I felt honored and touched by the farmers’ request to make ceramic containers for their compost preparations: oak bark, nettle, chamomile, yarrow and dandelion. And the community turned to me for clay foundation stones to go into the earth under the altar of their new hall: Rose Hall…
In Kimberton I have taught art in the agriculture course, developing “The Renewal of Art Through Agriculture.” I have weeded the strawberries and gathered the basil, calendula, asparagus, sweet potatoes.

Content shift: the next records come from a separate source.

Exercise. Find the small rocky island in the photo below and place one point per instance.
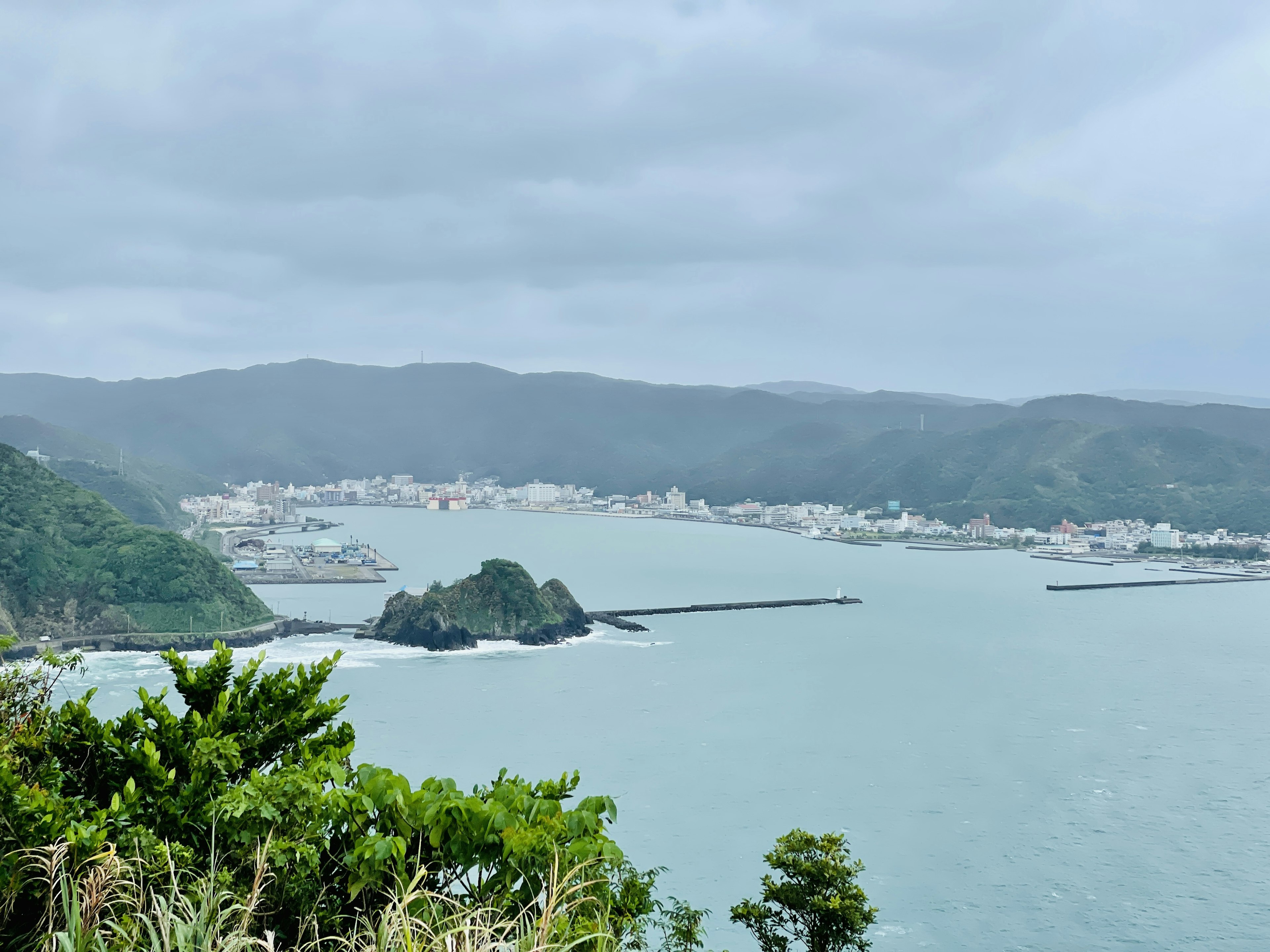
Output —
(498, 603)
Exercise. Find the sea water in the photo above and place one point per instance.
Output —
(1018, 769)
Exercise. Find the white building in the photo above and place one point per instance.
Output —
(860, 521)
(541, 493)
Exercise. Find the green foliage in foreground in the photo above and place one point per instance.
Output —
(70, 564)
(243, 824)
(258, 771)
(815, 900)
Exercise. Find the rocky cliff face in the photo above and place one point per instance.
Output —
(501, 602)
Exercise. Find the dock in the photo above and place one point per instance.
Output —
(1158, 583)
(618, 617)
(957, 549)
(318, 572)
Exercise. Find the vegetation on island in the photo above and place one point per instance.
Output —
(501, 602)
(240, 823)
(73, 565)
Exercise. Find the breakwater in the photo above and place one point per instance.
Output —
(618, 617)
(1156, 583)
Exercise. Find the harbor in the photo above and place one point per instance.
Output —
(274, 556)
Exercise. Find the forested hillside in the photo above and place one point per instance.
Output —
(1024, 473)
(70, 564)
(147, 491)
(310, 422)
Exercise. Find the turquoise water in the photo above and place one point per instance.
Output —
(1018, 769)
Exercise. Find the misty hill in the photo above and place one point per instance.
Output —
(71, 564)
(1022, 471)
(148, 492)
(314, 420)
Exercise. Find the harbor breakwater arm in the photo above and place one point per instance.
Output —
(1156, 583)
(618, 619)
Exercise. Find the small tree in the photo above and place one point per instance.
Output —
(683, 927)
(815, 902)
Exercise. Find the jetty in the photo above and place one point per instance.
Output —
(957, 549)
(1156, 583)
(618, 617)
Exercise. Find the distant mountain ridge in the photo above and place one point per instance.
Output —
(313, 420)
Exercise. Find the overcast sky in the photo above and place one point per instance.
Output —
(1000, 198)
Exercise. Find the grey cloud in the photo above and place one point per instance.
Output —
(939, 196)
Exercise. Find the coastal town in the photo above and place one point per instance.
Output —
(270, 503)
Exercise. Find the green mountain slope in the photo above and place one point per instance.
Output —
(1042, 461)
(148, 492)
(501, 602)
(70, 564)
(1022, 471)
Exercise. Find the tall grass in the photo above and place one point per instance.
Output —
(106, 904)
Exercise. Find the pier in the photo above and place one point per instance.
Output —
(1155, 583)
(618, 617)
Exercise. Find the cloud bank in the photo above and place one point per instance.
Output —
(990, 197)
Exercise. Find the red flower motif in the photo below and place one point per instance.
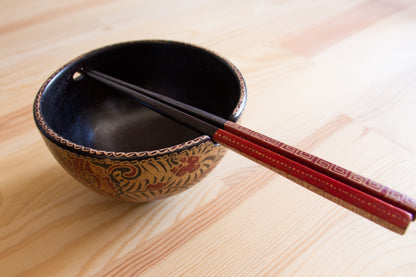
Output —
(190, 165)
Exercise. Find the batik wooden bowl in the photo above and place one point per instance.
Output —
(117, 147)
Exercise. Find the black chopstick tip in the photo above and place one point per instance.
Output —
(78, 75)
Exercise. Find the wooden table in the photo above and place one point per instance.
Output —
(335, 78)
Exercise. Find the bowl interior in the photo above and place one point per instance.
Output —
(93, 115)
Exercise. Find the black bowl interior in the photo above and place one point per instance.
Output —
(93, 115)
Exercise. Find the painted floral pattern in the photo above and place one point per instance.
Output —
(141, 180)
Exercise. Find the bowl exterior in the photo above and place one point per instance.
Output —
(141, 180)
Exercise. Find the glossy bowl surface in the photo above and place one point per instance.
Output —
(116, 146)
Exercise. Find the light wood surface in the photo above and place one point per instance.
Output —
(335, 78)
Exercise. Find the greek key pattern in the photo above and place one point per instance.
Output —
(356, 180)
(372, 208)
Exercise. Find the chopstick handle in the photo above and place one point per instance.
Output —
(334, 171)
(353, 199)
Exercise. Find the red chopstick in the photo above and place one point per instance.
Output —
(378, 203)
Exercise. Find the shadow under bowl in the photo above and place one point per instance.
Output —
(119, 148)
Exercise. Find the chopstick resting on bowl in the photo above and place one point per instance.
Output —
(363, 196)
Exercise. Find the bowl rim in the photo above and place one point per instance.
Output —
(55, 138)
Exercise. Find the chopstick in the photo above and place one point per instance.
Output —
(378, 203)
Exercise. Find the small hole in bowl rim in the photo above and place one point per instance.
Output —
(84, 150)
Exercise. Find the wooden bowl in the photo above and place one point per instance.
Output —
(119, 148)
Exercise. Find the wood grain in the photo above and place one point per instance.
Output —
(335, 78)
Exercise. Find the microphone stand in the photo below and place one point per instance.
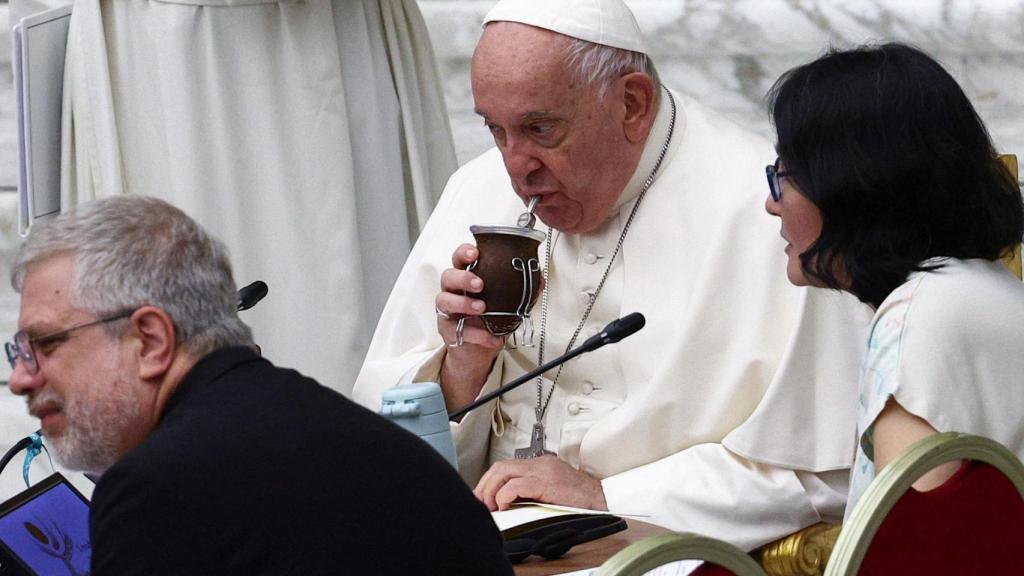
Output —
(613, 332)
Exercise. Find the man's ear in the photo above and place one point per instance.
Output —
(639, 95)
(156, 346)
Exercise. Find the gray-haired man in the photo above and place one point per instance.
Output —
(213, 460)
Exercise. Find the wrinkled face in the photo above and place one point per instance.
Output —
(558, 139)
(85, 401)
(801, 225)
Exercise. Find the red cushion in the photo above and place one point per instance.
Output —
(709, 569)
(973, 524)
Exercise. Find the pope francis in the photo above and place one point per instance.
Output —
(731, 413)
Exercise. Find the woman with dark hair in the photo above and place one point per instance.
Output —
(888, 187)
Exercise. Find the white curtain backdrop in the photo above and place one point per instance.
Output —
(310, 136)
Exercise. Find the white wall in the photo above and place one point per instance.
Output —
(728, 53)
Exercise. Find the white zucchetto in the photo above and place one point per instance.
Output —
(609, 23)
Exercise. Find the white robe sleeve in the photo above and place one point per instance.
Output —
(712, 491)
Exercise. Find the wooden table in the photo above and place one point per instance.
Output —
(589, 554)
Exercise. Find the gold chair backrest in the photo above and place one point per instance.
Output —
(1012, 259)
(896, 479)
(639, 558)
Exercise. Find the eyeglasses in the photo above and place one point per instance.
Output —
(774, 175)
(555, 539)
(20, 347)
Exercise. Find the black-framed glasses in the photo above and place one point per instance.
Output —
(774, 175)
(22, 345)
(553, 540)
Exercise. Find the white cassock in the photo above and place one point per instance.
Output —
(732, 413)
(310, 136)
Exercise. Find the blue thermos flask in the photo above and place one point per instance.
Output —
(419, 407)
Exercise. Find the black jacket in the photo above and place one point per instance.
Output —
(257, 469)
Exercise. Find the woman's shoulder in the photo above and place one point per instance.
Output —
(963, 295)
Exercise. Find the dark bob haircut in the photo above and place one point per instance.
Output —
(885, 142)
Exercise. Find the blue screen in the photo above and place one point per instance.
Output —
(50, 533)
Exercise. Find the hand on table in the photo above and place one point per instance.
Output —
(546, 480)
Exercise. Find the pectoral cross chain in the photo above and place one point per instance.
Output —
(536, 448)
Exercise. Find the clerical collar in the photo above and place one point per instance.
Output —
(652, 148)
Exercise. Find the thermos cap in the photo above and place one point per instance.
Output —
(427, 395)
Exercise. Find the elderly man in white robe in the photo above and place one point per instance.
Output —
(730, 413)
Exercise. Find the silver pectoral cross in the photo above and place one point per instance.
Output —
(536, 448)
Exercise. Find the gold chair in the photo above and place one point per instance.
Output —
(999, 525)
(1013, 258)
(639, 558)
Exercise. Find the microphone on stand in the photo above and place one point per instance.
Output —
(611, 333)
(249, 295)
(419, 407)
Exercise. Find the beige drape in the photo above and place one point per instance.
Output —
(310, 136)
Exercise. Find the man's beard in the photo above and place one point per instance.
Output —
(95, 420)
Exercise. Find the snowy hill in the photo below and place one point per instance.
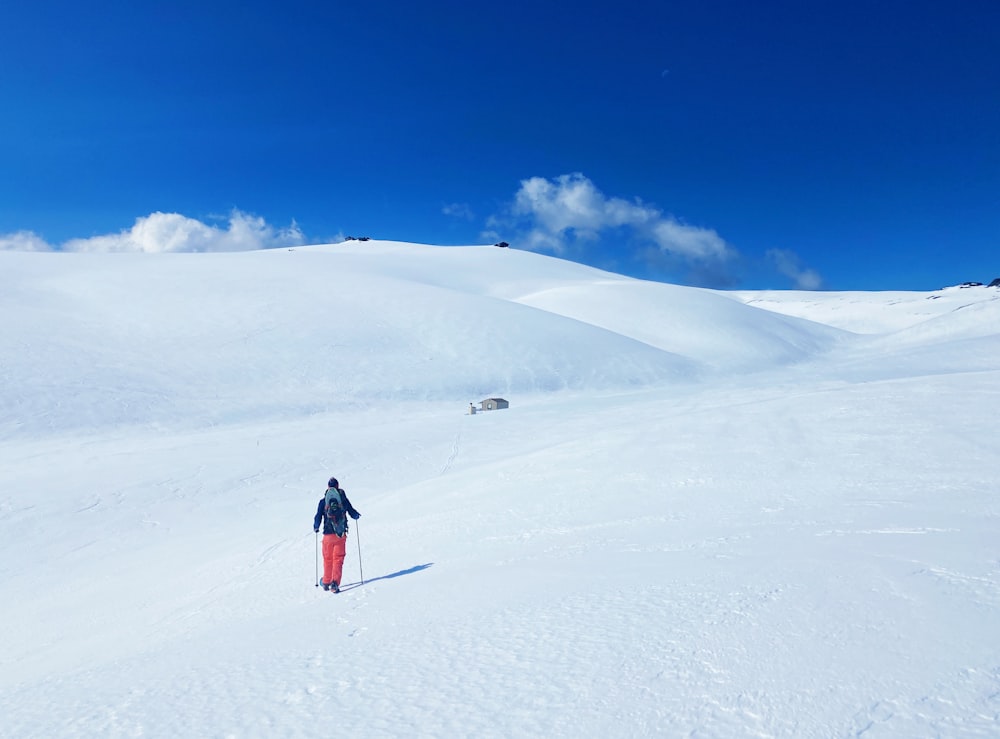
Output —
(722, 514)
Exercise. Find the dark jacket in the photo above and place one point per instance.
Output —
(327, 524)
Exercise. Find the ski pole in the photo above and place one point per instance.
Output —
(357, 533)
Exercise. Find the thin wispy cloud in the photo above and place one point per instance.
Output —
(570, 208)
(23, 241)
(458, 210)
(788, 263)
(171, 232)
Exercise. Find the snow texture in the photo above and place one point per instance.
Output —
(712, 514)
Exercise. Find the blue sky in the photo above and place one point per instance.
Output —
(846, 146)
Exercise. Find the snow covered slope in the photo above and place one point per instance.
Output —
(713, 514)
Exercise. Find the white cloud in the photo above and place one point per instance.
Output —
(172, 232)
(458, 210)
(571, 204)
(23, 241)
(788, 264)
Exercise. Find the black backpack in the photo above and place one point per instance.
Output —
(335, 512)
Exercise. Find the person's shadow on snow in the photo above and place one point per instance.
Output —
(408, 571)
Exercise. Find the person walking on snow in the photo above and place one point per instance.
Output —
(332, 512)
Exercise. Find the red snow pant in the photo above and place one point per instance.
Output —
(334, 550)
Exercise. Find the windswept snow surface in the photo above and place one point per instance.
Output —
(704, 514)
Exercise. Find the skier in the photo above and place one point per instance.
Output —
(331, 511)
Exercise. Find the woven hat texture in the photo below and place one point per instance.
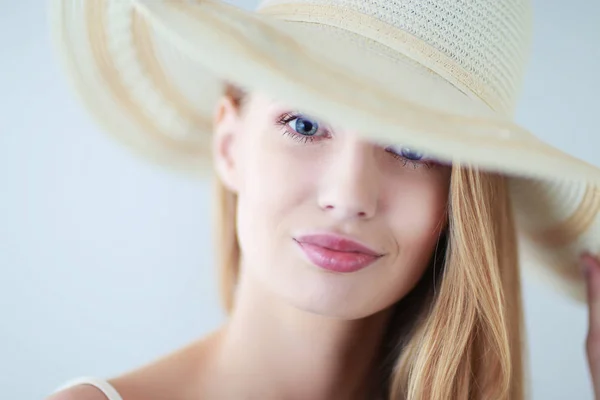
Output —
(440, 75)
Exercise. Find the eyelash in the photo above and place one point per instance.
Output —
(287, 118)
(290, 116)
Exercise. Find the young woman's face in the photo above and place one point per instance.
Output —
(329, 222)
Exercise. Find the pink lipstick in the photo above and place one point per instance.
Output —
(336, 253)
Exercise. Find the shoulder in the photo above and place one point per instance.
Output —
(79, 392)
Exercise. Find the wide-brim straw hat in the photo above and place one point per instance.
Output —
(442, 76)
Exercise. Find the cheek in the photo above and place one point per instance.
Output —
(418, 213)
(276, 186)
(277, 174)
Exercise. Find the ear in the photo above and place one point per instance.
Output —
(226, 126)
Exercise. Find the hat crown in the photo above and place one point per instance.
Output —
(481, 45)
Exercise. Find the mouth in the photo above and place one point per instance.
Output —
(336, 253)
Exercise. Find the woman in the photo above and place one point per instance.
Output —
(367, 172)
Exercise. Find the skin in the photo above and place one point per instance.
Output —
(297, 331)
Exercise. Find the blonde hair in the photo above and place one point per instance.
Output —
(459, 333)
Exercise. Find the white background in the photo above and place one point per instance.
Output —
(106, 262)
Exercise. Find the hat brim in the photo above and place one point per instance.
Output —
(151, 72)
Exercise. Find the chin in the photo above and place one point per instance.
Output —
(339, 296)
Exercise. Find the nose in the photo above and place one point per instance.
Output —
(349, 188)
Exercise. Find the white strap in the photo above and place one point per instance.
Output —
(109, 391)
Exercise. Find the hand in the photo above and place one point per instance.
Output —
(591, 268)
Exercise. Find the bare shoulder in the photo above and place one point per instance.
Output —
(79, 392)
(174, 376)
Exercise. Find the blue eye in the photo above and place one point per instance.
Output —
(411, 154)
(406, 153)
(304, 126)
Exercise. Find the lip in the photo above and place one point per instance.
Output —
(336, 253)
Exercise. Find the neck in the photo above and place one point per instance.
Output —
(271, 350)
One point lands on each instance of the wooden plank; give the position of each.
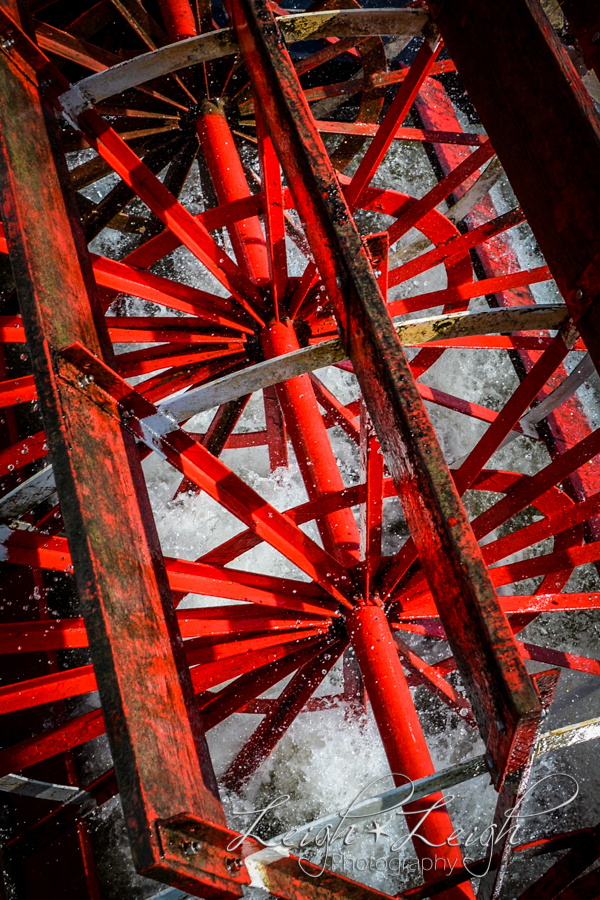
(156, 737)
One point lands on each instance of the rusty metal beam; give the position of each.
(143, 678)
(501, 691)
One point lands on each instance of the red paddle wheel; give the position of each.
(305, 255)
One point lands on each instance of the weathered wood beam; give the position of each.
(546, 132)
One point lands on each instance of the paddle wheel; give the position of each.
(237, 170)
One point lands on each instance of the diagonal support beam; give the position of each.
(503, 696)
(546, 133)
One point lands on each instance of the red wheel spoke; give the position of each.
(248, 687)
(455, 248)
(394, 117)
(429, 676)
(276, 723)
(274, 214)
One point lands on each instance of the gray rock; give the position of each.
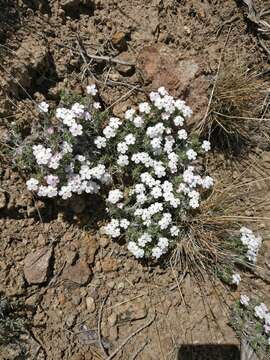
(36, 265)
(79, 273)
(3, 200)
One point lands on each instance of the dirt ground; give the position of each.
(85, 284)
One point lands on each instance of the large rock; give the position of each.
(184, 78)
(36, 265)
(79, 273)
(159, 66)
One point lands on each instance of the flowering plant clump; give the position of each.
(251, 319)
(251, 242)
(161, 181)
(64, 158)
(148, 159)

It is a privilege to live in a daily healing relationship to cows, field crops, garden, orchard, vineyard, berry patch, forest, and stream. Since childhood, I have loved the feel of the earth and cherished the non-toxic arts of agriculture. We cannot save our souls if we do not save the soil. The wholeness I seek resonates in the clay, color, and mystery of the earth’s body. We need more farmers!”
– MC Richards, 1916-1999
MC Richards was a faculty member at the experimental Black Mountain College (1949-51) with those soon-to-be avant garde luminaries in the New York art scene — Robert Rauschenberg, Elaine and Willem deKooning, Buckminster Fuller, Jacob Lawrence, Arthur Penn, Robert Motherwell, Merce Cunningham and John Cage – and where she worked with ceramic artists Karen Karnes and Robert Turner.
During her time at Black Mountain College, Richards wrote her first volume of poetry, Poems, which was published at the school’s Black Mountain Press in 1948. Author of the enduring classic Centering: In Pottery, Poetry and the Person, first published in 1964, Richards published other books with poetry and essays with a connection to creative arts and spirituality.
In the early 1960s she began teaching artistic classes that brought pottery and other forms of creativity together. Richards was awarded the Holy Names Medal from Fort Wright College in 1974, and was made a fellow of the Collegium of American Craftspersons of the American Crafts Council in 1976. In 1984 she moved to Camphill Kimberton where she took up painting and continued to teach until her death in 1999 at age 83.